During the week fo March 28, the Ninth Circuit U.S. Court of Appeals ruled that police officers can lie when pulling someone over for a traffic stop when they have reasonable suspicion that the person has committed a different crime.

The case stemmed from the police pulling over Hector Magallon-Lopez on Sept. 28, 2012, and telling him that the stop was for failing to signal properly before changing lanes, notes USA TODAY.

During a search of the car, two pounds of methamphetamine were seized.

According to court records, the real reason for the traffic stop was a Drug Enforcement Agency (DEA) wiretap intercept conducted on Sept. 27, 2012. The intercept revealed that two Hispanic males, one with a ghost and skull arm tattoo, were going to be transporting meth in a "green, black or white" car with Washington plates through Bozeman, Montana, between the hours of 3 a.m. and 4 a.m. on Sept. 28, 2012.

Police set up a surveillance team,and they saw a green Volkwagen Passat with Washington state plates that was registered to a Hector Lopez.

During the fake traffic stop, police noticed the tattoo on Magallon-Lopez's arm. The other man in the car was Juan Sanchez, whom the wiretap also mentioned.

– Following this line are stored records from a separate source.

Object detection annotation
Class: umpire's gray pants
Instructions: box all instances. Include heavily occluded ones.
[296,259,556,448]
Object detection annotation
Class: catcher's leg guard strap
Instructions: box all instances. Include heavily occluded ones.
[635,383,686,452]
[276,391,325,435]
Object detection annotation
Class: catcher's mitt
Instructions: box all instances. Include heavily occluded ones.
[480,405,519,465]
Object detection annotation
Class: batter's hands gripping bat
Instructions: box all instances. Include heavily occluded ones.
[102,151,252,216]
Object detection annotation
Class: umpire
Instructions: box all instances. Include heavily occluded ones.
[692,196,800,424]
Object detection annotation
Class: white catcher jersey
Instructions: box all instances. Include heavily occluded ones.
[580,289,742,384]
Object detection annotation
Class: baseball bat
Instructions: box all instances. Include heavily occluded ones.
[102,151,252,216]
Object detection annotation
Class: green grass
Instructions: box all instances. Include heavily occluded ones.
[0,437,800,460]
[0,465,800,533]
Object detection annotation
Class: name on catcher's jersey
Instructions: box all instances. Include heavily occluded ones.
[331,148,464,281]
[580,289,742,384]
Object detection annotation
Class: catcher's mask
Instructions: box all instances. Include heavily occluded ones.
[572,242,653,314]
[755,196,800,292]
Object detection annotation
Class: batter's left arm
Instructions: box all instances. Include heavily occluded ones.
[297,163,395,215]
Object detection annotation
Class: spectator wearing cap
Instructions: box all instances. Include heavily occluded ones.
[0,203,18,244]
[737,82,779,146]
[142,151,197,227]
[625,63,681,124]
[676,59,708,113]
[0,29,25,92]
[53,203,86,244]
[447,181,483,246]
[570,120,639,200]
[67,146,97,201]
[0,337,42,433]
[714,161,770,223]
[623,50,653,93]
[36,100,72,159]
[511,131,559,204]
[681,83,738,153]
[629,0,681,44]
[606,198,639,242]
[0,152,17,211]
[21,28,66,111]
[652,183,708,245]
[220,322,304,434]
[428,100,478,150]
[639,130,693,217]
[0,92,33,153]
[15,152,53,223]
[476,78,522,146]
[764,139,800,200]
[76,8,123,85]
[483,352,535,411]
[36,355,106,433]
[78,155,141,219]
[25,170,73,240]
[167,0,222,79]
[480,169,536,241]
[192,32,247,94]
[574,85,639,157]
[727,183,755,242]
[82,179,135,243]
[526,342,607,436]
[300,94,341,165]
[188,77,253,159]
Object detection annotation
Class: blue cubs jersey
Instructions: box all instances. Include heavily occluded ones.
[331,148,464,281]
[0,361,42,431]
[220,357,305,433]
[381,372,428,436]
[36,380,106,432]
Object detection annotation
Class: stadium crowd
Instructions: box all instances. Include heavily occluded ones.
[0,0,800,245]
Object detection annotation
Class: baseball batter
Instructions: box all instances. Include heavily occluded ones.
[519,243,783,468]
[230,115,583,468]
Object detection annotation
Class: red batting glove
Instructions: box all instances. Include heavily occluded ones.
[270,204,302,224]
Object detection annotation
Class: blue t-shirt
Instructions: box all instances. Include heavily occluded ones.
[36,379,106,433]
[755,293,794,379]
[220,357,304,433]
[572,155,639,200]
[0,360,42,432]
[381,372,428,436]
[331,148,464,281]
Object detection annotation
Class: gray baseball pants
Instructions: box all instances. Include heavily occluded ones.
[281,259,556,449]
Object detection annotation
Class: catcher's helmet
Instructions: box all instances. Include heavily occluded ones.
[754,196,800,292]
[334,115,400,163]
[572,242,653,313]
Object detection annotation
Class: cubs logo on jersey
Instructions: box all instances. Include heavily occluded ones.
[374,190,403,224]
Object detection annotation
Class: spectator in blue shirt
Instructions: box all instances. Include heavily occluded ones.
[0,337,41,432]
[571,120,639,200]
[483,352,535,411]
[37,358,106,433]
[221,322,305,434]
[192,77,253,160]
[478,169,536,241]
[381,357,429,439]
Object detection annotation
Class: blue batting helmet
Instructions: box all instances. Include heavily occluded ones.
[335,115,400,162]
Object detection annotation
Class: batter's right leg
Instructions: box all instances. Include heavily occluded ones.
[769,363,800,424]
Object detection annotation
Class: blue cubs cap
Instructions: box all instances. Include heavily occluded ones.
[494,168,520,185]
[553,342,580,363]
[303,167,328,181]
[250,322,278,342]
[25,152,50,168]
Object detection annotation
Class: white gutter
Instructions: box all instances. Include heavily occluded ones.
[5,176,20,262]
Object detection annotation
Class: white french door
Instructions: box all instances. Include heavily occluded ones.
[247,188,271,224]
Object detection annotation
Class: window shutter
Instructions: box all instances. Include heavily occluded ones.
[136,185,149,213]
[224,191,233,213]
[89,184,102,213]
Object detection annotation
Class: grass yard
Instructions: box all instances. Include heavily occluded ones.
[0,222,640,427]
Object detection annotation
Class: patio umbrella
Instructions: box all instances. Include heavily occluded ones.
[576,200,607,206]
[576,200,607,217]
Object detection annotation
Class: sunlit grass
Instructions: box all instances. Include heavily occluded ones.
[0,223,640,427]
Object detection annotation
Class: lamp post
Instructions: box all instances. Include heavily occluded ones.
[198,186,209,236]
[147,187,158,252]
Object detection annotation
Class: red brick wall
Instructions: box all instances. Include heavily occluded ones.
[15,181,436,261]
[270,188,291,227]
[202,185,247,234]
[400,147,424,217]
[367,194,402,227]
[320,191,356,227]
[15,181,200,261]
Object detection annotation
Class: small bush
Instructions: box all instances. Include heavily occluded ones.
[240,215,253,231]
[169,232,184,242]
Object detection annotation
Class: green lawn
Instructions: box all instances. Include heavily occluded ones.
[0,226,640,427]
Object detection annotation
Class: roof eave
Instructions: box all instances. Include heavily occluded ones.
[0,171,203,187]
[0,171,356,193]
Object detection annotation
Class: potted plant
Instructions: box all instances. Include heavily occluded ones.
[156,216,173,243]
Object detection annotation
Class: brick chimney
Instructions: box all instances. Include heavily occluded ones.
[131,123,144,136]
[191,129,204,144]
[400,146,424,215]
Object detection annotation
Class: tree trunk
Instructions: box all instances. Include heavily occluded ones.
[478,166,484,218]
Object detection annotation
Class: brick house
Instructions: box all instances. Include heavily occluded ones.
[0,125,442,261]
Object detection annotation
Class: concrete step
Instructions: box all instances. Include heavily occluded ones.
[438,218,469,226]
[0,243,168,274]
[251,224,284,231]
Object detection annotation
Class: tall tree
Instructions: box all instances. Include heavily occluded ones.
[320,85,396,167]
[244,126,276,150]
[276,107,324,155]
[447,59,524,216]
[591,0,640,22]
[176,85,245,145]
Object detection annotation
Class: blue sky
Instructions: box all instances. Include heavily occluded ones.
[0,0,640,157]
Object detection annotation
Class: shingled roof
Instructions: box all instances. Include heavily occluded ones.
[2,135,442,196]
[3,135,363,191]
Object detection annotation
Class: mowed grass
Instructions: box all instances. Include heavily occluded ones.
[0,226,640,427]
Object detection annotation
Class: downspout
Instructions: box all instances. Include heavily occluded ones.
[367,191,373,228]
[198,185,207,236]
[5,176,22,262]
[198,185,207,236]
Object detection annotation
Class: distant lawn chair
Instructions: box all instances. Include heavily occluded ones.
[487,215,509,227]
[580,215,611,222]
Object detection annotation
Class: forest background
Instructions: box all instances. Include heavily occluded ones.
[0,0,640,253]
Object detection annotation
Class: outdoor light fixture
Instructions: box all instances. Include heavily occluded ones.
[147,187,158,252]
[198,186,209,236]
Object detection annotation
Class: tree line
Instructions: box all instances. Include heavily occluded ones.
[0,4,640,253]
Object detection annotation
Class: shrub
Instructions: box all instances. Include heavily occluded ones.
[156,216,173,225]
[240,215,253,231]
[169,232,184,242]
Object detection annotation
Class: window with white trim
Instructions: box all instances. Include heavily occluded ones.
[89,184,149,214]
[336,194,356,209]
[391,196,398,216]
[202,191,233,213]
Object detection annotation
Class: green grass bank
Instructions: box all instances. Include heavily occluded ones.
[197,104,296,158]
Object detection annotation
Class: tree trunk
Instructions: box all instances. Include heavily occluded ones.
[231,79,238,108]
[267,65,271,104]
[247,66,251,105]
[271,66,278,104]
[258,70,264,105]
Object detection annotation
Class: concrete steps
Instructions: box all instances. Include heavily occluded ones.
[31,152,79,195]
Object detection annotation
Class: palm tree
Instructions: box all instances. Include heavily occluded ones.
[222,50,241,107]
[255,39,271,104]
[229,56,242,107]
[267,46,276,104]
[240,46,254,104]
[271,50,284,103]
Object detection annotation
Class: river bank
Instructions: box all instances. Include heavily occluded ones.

"That the officer lied about seeing Magallon-Lopez make an illegal lane change does not call into question the legality of the stop," Judge Paul Watford, of the Ninth Circuit U.S. Court of Appeals, wrote in his opinion.

"The standard for determining whether probable cause or reasonable suspicion exists is an objective one; it does not turn either on the subjective thought processes of the officer or on whether the officer is truthful about the reason for the stop."

Jonathan Turley, a law professor at The George Washington University Law School, wrote on his blog about the ruling.

"It is an interesting opinion to come out at a time when Watford was considered for the Court but opposed by due to a view that he was soft of death penalty cases and immigration violations," he noted.

"Here he gave the police a resounding win in holding that police can knowingly lie about stops without losing the resulting evidence."